Structured logging: Single-line JSON strings written to standard output or standard error will be read into Google Cloud’s operations suite as structured log entries.
— GCP — Managing GKE logs
We create the Pod with a single container by applying the Kubernetes configuration file; structured-pod.yaml:
$ kubectl apply -f structured-pod.yaml
As before, we can examine the container’s logs through Kubernetes’ access to the container engine’s logs.
$ kubectl logs structured \
--namespace default \
--container ubuntu \
--timestamps \
--tail=5
2020-12-04T15:19:10.506243412Z {"hello": "there"}
2020-12-04T15:19:40.508211258Z {"hello": "world"}
2020-12-04T15:19:40.508269548Z {"hello": "there"}
2020-12-04T15:20:10.508820445Z {"hello": "world"}
2020-12-04T15:20:10.508868746Z {"hello": "there"}
We also can look at these same logs using Logs Explorer. This time, however, we can additionally query by data in the structured log entries:
resource.type="k8s_container"
resource.labels.cluster_name="my-cluster"
resource.labels.namespace_name="default"
resource.labels.pod_name="structured"
resource.labels.container_name="ubuntu"
jsonPayload.hello="world"

Severity
So far we have been only writing to standard out and the Logs Explorer log entries appear with a blue i icon (see figure above).
By default, logs written to the standard output are on the INFO level and logs written to the standard error are on the ERROR level. Structured logs can include a severity field, which defines the log’s severity
— GCP — Managing GKE logs
Let’s create an example where we also write to standard error. We create the Pod with a single container by applying the Kubernetes configuration file; severity-pod.yaml:
$ kubectl apply -f severity-pod.yaml
We examine the container’s logs through Kubernetes’ access to the container engine’s logs.
$ kubectl logs severity \
--namespace default \
--container ubuntu \
--timestamps \
--tail=5
2020-12-05T13:51:00.995382787Z {"hello": "world"}
2020-12-05T13:51:30.996740568Z {"hello": "error"}
2020-12-05T13:51:30.996834008Z {"hello": "world"}
2020-12-05T13:52:00.998367104Z {"hello": "world"}
2020-12-05T13:52:00.998454604Z {"hello": "error"}
Things to observe:
- Notice that with the Kubectl logs command, we get both the entries written to standard output and standard error
- It turns out that currently there is not a way to distinguish between standard output and standard error using kubectl logs
We also can look at these same logs using Logs Explorer querying by severity:
resource.type="k8s_container"
resource.labels.cluster_name="my-cluster"
resource.labels.namespace_name="default"
resource.labels.pod_name="severity"
resource.labels.container_name="ubuntu"
severity="ERROR"

Things to observe:
- The log entries written to standard error appear with an orange !! icon
Alerting
So far, using logs has been a manual activity; i.e., we had to actively examine the logs. Here we will explore automating the process.
You can use logs-based metrics to set up alerting policies when Logging logs unexpected behavior.
— GCP — Managing GKE logs
In this example, we will use the logs from the severity pod to generate alerts from the log entries written to standard error, i.e., those showing up in Log Explorer with a severity of ERROR.
From Google Cloud Console, with the GCP project selected, from the menu:
Logging > Logs-based Metrics
We press the CREATE METRIC button.
Please note: As of this writing, creating logs-based metrics forces you into using the more primitive Legacy Logs Viewer.
We select the logs filter by navigating the menu tree:
Kubernetes Container > my-cluster > default > ubuntu
Things to observe:
- my-cluster is the cluster’s name
- default is the namespace
- ubuntu is the container’s name
- Here we cannot select which pod (weird)
We additionally, can filter by log level (severity), e.g., Error.
We name the metric, e.g., hello_error, and press the Create Metric button.

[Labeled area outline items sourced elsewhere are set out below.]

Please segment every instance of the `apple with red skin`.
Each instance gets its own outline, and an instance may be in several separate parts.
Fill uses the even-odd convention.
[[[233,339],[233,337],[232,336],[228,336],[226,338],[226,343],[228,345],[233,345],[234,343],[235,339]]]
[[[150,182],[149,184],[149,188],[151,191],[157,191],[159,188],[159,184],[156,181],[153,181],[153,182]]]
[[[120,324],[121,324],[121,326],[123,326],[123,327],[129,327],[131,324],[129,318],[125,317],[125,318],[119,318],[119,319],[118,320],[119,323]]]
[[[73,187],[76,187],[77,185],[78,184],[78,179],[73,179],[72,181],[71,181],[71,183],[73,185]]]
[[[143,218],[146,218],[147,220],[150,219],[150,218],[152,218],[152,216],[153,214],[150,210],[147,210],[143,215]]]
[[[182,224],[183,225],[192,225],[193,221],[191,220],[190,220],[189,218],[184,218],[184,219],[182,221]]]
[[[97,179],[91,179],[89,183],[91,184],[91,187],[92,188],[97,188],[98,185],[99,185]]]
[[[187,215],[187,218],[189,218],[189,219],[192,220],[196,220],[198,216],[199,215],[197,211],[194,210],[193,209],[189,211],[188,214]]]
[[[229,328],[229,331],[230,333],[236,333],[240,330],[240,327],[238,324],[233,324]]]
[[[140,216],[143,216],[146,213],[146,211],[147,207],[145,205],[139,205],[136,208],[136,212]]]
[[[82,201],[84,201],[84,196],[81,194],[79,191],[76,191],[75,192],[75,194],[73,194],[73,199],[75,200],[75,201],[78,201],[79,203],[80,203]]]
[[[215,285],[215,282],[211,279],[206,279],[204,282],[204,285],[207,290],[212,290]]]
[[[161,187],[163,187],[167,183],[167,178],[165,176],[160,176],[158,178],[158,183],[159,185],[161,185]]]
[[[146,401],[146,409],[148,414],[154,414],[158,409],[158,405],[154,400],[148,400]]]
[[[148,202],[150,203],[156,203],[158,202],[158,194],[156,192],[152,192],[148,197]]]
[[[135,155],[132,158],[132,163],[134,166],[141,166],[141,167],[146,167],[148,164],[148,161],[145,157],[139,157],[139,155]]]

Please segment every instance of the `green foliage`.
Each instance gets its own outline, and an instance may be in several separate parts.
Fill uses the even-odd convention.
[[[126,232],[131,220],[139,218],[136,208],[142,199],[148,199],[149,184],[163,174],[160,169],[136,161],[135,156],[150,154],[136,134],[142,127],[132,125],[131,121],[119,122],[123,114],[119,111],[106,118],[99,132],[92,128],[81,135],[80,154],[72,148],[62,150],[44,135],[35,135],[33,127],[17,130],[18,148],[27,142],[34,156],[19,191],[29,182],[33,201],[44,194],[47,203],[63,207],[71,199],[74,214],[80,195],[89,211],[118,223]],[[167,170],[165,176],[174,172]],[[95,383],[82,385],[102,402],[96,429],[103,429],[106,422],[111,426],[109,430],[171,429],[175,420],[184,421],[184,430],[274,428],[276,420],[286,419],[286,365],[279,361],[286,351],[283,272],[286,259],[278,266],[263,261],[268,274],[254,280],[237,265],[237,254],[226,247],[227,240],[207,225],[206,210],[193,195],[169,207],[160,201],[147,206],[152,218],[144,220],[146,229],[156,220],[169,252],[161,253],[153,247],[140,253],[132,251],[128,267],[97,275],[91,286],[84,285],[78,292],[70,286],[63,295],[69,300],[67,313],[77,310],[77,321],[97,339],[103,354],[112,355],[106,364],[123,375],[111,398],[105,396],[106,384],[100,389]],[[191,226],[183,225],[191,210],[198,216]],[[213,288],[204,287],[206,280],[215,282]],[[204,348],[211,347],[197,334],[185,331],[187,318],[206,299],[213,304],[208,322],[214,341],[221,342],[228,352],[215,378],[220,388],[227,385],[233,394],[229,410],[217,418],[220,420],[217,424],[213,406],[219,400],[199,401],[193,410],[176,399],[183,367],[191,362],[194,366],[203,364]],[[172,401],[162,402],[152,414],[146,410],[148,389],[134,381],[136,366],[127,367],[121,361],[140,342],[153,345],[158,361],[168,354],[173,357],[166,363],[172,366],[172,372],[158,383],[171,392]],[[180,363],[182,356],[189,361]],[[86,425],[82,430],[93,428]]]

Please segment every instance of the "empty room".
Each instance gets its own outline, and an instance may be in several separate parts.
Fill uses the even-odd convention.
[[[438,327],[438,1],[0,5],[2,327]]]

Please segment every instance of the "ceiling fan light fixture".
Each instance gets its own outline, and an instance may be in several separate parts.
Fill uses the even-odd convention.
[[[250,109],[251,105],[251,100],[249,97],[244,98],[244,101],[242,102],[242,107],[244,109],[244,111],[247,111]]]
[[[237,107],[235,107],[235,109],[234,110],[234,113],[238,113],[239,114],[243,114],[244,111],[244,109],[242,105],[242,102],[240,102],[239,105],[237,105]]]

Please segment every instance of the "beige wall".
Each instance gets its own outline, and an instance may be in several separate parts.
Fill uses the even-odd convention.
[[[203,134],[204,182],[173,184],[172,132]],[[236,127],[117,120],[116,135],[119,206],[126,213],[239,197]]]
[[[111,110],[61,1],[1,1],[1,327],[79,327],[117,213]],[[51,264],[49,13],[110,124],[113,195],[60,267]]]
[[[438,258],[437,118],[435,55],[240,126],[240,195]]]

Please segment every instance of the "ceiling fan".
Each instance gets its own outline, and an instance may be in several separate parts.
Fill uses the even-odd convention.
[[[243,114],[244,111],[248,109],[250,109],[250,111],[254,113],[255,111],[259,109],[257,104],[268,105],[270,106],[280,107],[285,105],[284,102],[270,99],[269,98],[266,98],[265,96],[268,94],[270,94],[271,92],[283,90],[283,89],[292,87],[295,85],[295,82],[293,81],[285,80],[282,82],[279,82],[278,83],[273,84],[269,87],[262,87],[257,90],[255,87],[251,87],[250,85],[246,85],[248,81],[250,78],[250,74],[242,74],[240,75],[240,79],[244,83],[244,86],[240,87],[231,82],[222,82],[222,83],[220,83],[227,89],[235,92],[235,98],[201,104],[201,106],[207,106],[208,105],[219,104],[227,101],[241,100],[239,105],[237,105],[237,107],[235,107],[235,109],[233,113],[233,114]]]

Interestingly enough, if we go back end edit the hello-error user-defined metric, we can update the log filter using the Logs Explorer interface; adding back in the pod filter:
resource.type="k8s_container"
resource.labels.cluster_name="my-cluster"
resource.labels.namespace_name="default"
resource.labels.pod_name="severity"
resource.labels.container_name="ubuntu"
severity>=ERROR
We can inspect this newly create metric by pressing the View in Metrics Explorer link on the hello-error user-defined metric.

Things to observe:
- Unfortunately, I found the documentation on how these logs-based metrics are calculated to be confusing
- It turns out that the metric is calculated by counting the number of log entries every minute and dividing by 60; and can be interpreted as the number of log entries per second
- In our example, because our pod was emitting log entries every 30 seconds, the calculation here is 2 / 60 = 0.033
We can now create the alert by pressing the Create alert from metric link on the hello-error user-defined metric.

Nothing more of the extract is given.